12-year-old Jonathan Sze of Hobart cherishes his memories of playing basketball with the man he's named after. At 67-years-old, Alzheimer's Disease began robbing John Laritson of his life.
"The worst part is in the beginning when the person themselves knows they're losing their memory. That's when it was the saddest when dad would look at me with tears in his eyes saying, 'You're losing me,'" explains John's daughter, Tammy.
The man who made them laugh with his jokes, and who enjoyed swimming with his grandchildren, was slowly slipping away.
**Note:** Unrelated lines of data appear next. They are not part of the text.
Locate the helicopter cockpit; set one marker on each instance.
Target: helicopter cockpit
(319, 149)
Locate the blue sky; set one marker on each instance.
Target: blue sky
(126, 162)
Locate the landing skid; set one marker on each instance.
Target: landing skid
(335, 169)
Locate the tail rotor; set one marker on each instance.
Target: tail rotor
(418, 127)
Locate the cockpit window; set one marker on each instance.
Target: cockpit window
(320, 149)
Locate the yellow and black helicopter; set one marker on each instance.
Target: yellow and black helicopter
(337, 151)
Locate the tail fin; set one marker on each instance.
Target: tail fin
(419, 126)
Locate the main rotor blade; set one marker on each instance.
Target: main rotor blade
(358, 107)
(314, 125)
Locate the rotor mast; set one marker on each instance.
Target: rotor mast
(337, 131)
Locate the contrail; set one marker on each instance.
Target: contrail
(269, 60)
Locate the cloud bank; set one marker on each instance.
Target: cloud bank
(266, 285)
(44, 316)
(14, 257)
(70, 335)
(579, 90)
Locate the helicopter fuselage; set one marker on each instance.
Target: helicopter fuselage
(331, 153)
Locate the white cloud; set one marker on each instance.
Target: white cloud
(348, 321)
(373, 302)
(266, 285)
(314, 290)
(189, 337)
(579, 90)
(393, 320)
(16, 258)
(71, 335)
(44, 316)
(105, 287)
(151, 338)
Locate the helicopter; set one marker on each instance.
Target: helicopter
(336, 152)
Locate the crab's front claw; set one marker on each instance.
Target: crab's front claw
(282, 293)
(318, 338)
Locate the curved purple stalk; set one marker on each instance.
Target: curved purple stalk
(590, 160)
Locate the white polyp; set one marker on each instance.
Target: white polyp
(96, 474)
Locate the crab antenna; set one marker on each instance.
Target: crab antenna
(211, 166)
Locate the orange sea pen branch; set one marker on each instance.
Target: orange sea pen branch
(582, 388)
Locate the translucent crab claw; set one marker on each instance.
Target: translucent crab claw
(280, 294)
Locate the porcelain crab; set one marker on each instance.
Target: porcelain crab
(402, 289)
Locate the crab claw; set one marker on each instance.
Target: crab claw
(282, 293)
"He used to do these awesome flips off the diving board, and then you go to now he's scared of the water. He's worried about us. It's really hard," explains his granddaughter, Sophia.
The family cared for him for eight years to honor his dying wish of staying at home.
Tammy says, "We became his memory and always made him feel safe."
"It definitely was very hard, but in a way, I think he helped me mature and become a better person," Jonathan says.
During his grandfather's battle with the disease, Jonathan, who was only in second grade at the time, asked for money instead of birthday gifts, so he could donate to the Alzheimer's Association
's efforts to find a cure.
"He said, 'I'm so happy that you're doing this for me and other people, and that you'll be helping others. I think you're growing up to be such a good man.'"
It's a message Jonathan holds close to his heart. His grandpa passed away in 2014, but he still requests donations instead of presents on his birthday to fund research.
Last weekend, Jonathan was chosen to share his difficult journey with more than 1,000 people at the Walk to End Alzheimer's
at Lambeau Field. The event raised over $100,000 dollars for the Alzheimer's Association to continue scientific work to find new treatments, prevention, and possibly a cure, as well as fund support groups for caregivers and online education programs. The event was emotional for the entire Sze family.
"On that day, I think we all feel the same feeling, that we aren't alone helping fight for your cure," Jonathan explains.
As the Sze family reminisces about happier times, while looking at old pictures of John collecting seashells on a Florida beach, they continue to fight Alzheimer's in honor of him, so other families can have more time to make precious memories. Right now, John's wife, Betty, is also fighting the disease. After watching two parents deteriorate, and having experienced the challenges of navigating the system to get the best care, Tammy has created her own business, A to Sze
, to guide others through the process.
If you'd like to support the fight against the disease, there are two more Walk to End Alzheimer's events this Saturday, September 24th at Fox Cities Stadium
in Grand Chute and at the Manitowoc-Two Rivers YMCA
. Both events begin at 9:00am.
The Alzheimer's Association estimates 5 million Americans are living with the disease. They say it's the 6th leading cause of death in the U.S.